Why blockchain is more promising than cryptocurrencies
BLOCKCHAIN technology has been making headlines for a few years now. Innovative companies are finding ways to apply the solution to healthcare, real estate, and many other sectors, but it seems to be making a real dent in the banking and financial services industry – at least from the news stories in daily publications and magazines.
However, a recent report by S&P Global Ratings titled “The Future Of Banking: Cryptocurrencies Will Need Some Rules To Change The Game” feels differently.
The rating agency’s analysts classified cryptocurrencies as speculative instruments and said that they felt the collapse of these instruments would have an insignificant impact on global financial stability.
In the opinion of S&P Global’s analysts, the reason cryptocurrencies aren’t a significant risk is simple.
First, cryptocurrencies are neither an efficient mean of exchange or an effective store of value as evidenced by their lack of acceptance as a payments instrument and their volatility over the past 12 months.
Second, banks and financial services institutions have limited exposure to these instruments, and hence, in the event of a collapse. Therefore, although retail investors would feel the heat, the financial ecosystem wouldn’t be at risk.
In the future, the agency believes that cryptocurrencies might achieve the status of an asset class but will need the coordinated approach of global regulators and policymakers to regulate and enhance market participants’ confidence in these instruments.

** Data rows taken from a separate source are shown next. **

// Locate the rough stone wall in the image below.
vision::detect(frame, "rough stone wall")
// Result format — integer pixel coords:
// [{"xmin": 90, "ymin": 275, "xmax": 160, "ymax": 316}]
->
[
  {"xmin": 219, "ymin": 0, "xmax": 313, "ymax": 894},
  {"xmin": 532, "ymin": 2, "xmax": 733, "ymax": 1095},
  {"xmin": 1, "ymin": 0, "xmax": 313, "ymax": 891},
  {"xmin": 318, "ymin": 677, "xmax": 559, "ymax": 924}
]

However, S&P Global Ratings feels that blockchain technology, which is the foundational building block of cryptocurrencies, has potential to disrupt the financial services industry.
Shared digital transaction ledgers could be a game changer for the various financial value-chains that exist today, says their report.
Analysts also feel that some medium-term benefit from cryptocurrencies and blockchain might accrue to the financial market infrastructure segment as a result of new income generating projects such as futures or exchanges based on cryptocurrencies, or by migrating to more efficient processes built on blockchain technology.